Increasing automation and monitoring, the use of robotics, and other aspects of Industry 4.0– initiatives are further increasing demand for 3D imaging solutions. The traditional 2D vision approach no longer offers the level of accuracy and distance measurement essential in complex object recognition and dimensioning applications, and it cannot handle complex interaction situations such as the growing trend for human/robot co-working. Growing use of 3D imaging in smartphones, cameras, and televisions continues to drive demand, and the use of 3D imaging software in the automation industry continues to propel further adoption as implementation becomes less burdensome, and easier to deploy.
The high cost of 3D imaging software and solutions may still be impeding growth, but analysts are predicting double-digit growth across the industry: 3D modelling, scanning, layout and animation, 3D rendering, and image reconstruction. The 3D camera industry is forecast to reach US$17.6 billion in 2025 and the 3D scanning segment is expected to reach US$14.3 billion by 2025.

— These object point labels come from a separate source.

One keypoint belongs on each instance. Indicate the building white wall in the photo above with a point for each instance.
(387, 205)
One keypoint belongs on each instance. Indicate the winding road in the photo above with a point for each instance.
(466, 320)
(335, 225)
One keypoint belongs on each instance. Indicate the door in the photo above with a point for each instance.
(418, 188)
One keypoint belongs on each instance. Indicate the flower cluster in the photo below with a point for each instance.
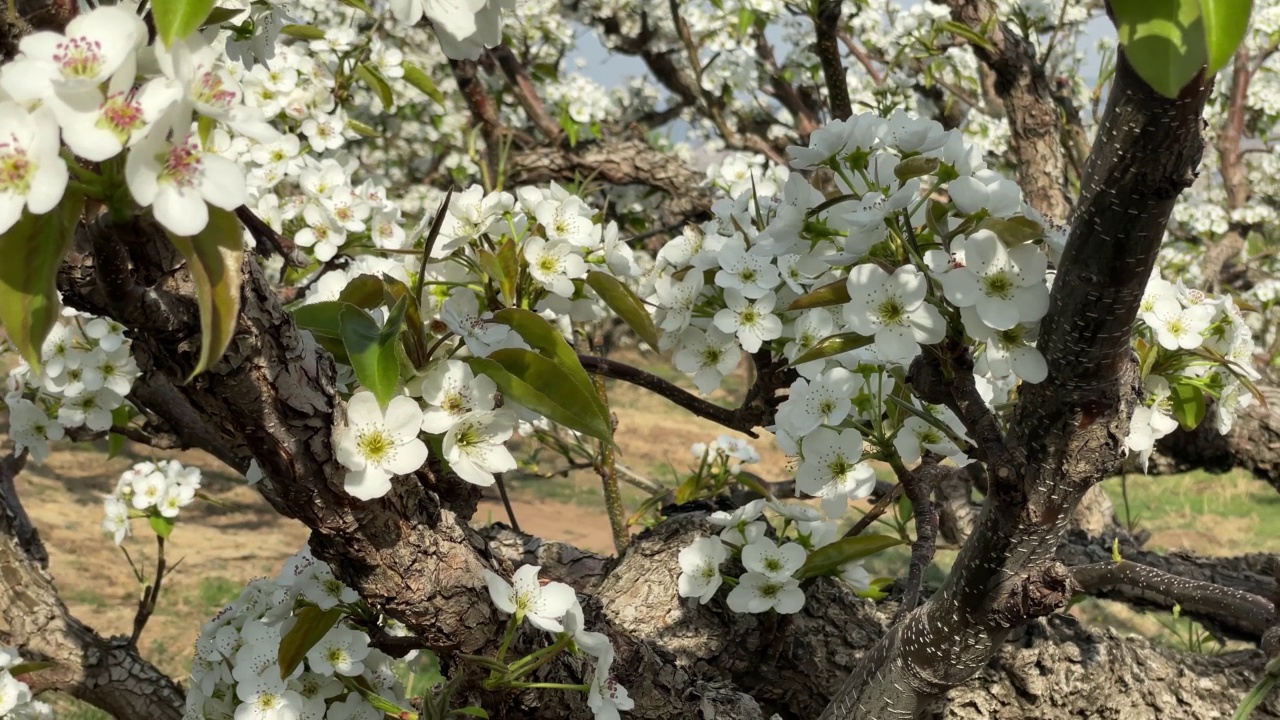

Key techniques of 3D imaging
To better understand how 3D imaging works for industrial markets, it helps to look at the common techniques employed. Today there are four main techniques: Stereo vision, structured light 3D imaging, laser triangulation and ToF. The last three are part of the ‘active’ imaging family that require the use of an artificial source of light.
1. Stereo vision
This method, used in many of the afore-mentioned 3D movies, requires two cameras that are mounted to obtain different visual perspectives of an object. Calibration techniques are used to align pixel information between the cameras and extract information about depth – similar to how our brains work to visually measure distance. Therefore the transposition of the cognitive process into a system requires a significant computational effort.
This keeps costs down as standard image sensors can be used. The more sophisticated the sensor (for example, a high-performance sensor or global shutter), the higher the cost of the system. The distance range is limited by mechanical constraints: the requirement for a physical baseline results in the need for larger dimension modules. Precise mechanical alignment and recalibration are also needed. In addition, this technique does not work well in poor or changing light conditions and is very dependent on the object’s reflective characteristics.
2. Structured light
In structured light, a pre-determined light pattern is projected onto an object, and depth information is obtained by analysing how the pattern is distorted. There is no conceptual limit on frame times, no motion blur and it is robust against multi-path interfaces. However, the active illumination requires a complex camera, and precise and stable mechanical alignment between the lens and pattern projector is also required. There is a risk of de-calibration and the reflected pattern is sensitive to optical interference in the environment as well as being limited to indoor applications.
Principles of a projected structured-light 3D image capture method. (a) An illumination pattern is projected onto the scene and the reflected image is captured by a camera. The depth of a point is determined from the relative displacement of it in the pattern and the image. (b) An illustrative example of a projected stripe pattern. In practical applications, typically IR light is used with more complex patterns. (c) The captured image of the stripe pattern reflected from the 3D object. (Source)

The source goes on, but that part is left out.